那年夏天,二十剛出頭的台灣著名女作家席慕蓉在瑞士溫特吐城開個人畫展,偶遇本城藝術大家阿克賽先生。這位年逾五旬的長者,十分欣賞席慕蓉的畫作,在當地報章發表熱情洋溢的文章推介,並盛情邀請她去府上坐而論“畫”。


    在阿克賽家中,席慕蓉見識了他的代表作《小醜的夢》,頓時有強電來襲的感覺,周身被彌漫於作品中藝術的顆粒擊中,有幸福的疼痛。這是一個能和正常人等量齊觀的雕像,那個小醜單腳騎在一輛獨輪車上,另外一隻腳微微身後抬起。為了保持平衡,小醜上身向前傾,而頭卻拚命地向後仰,像在趕路,又像是在追尋著什麽。這個小醜臉上帶著祥和與歡喜的色彩,微閉著眼睛,仿佛做著一個悠長的夢……強烈的藝術震撼,讓席慕蓉久久地在雕像前佇立。見異國的女畫家如此沉迷於自己的作品中,阿克賽先生說:“你不覺得我們有時候和這個小醜也沒什麽分別嗎?”這話,讓席慕蓉半天沒回味過來。
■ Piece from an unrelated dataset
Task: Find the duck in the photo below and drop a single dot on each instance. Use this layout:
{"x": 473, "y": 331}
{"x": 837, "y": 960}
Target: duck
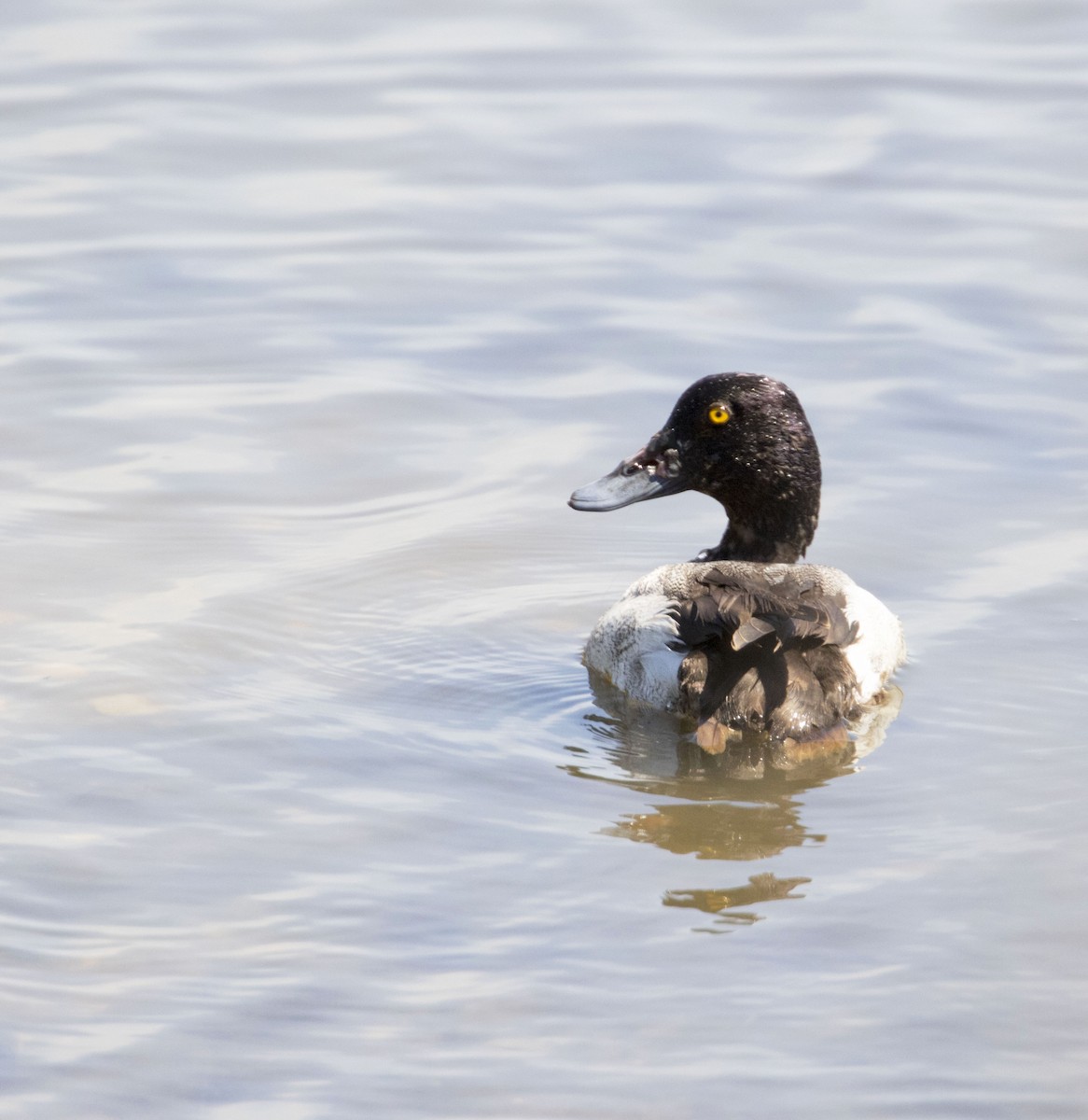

    席慕蓉由此感覺到他在某些方麵的不自信,正想安慰幾句的時候,阿克賽先生把她領到了工作室的另一角,掀開一塊巨大的帆布,那裏,是他替人雕刻的墓碑。他說:“雕刻作品並不足以養活全家,我真正賴以生存的工作還是為人雕刻墓碑。一個藝術家能以自己的作品換來便宜的幸福快樂,已經是很難得的事了。”


    那時,席慕蓉還隻是一個在藝術上剛剛起步的年輕人,阿克賽先生那驚人的一掀,讓她看到了藝術的殘酷,看到了高雅藝術背後的庸俗與無奈。那一刻,她明白了,一個藝術家可以,也必須同時麵對兩種世界:庸俗與高雅。


    人先得活著,好好地活著,才去堅持自己的藝術追求。——這就是阿克賽法則。


    類似阿克賽先生的遭遇,在我國古代也十分普遍,一些文人雅士,在堅持自己的文藝創作的同時,也有替人寫碑文的俗舉。韓愈、白居易、顏真卿等著名的大家,都曾寫過碑文,目的隻有一個,收取潤筆費。當代著名作家賈平凹先生,也在自家屋牆上貼有一則“潤格告示”,公開自己書畫作品的收費標準。


    大俗大雅,這詞兒讀起來,讓人能聞出其中的人間煙火味,有給人予溫馨快慰的舒心感覺。我一向不喜歡諸如凡·高、曹雪芹等曆史上的大家的作法,他們癡情到不顧及自己生命,在藝術道路上悲愴地奮爭,已然成為曆史煙塵中的絕響。那種窮極而作的高寒之境,並不是人要過的生活,更不應該成為後代所有藝術家孜孜以求的標杆。


    二十歲那年,我滿腔熱情地跑去北京魯迅文學院拜見名家,學習所謂的文學理論,吸取前輩的創作經驗。多少年後,我依然記得一位老先生的話:“人先得活著,好好地活著,才會有希望,才會有看得見的,料想不到的美好未來。如果溫飽問題都沒很好地解決,怎麽能搞文學創作呢?”


    對於藝術家而言,無憂地生存,藝術地生活,有時比那些驚世駭俗的藝術作品,更能收獲散落於日子裏的感動,以及隱藏於生活中的成就感和幸福感。藝術,不僅僅需要一種狂野與狂熱,它更需要阿克賽法則,來為生活壓軸,為未來平衡。


    @靜心:


    任何時候,生活是第一位的,做生意也好,幹事業也罷,都要量力而行。


    在通往藝術的道路上,有一條俗路——為自己及自己愛的人去掙錢,我們不可不踏,不可不行,它有時正是通向高雅藝術殿堂的最佳的路徑。不要跟金錢過不去,不要和生活作對,就像阿克賽先生那樣,用自己的俗世之舉,養活自己和家人,然後,再以自己的藝術,去征服世界。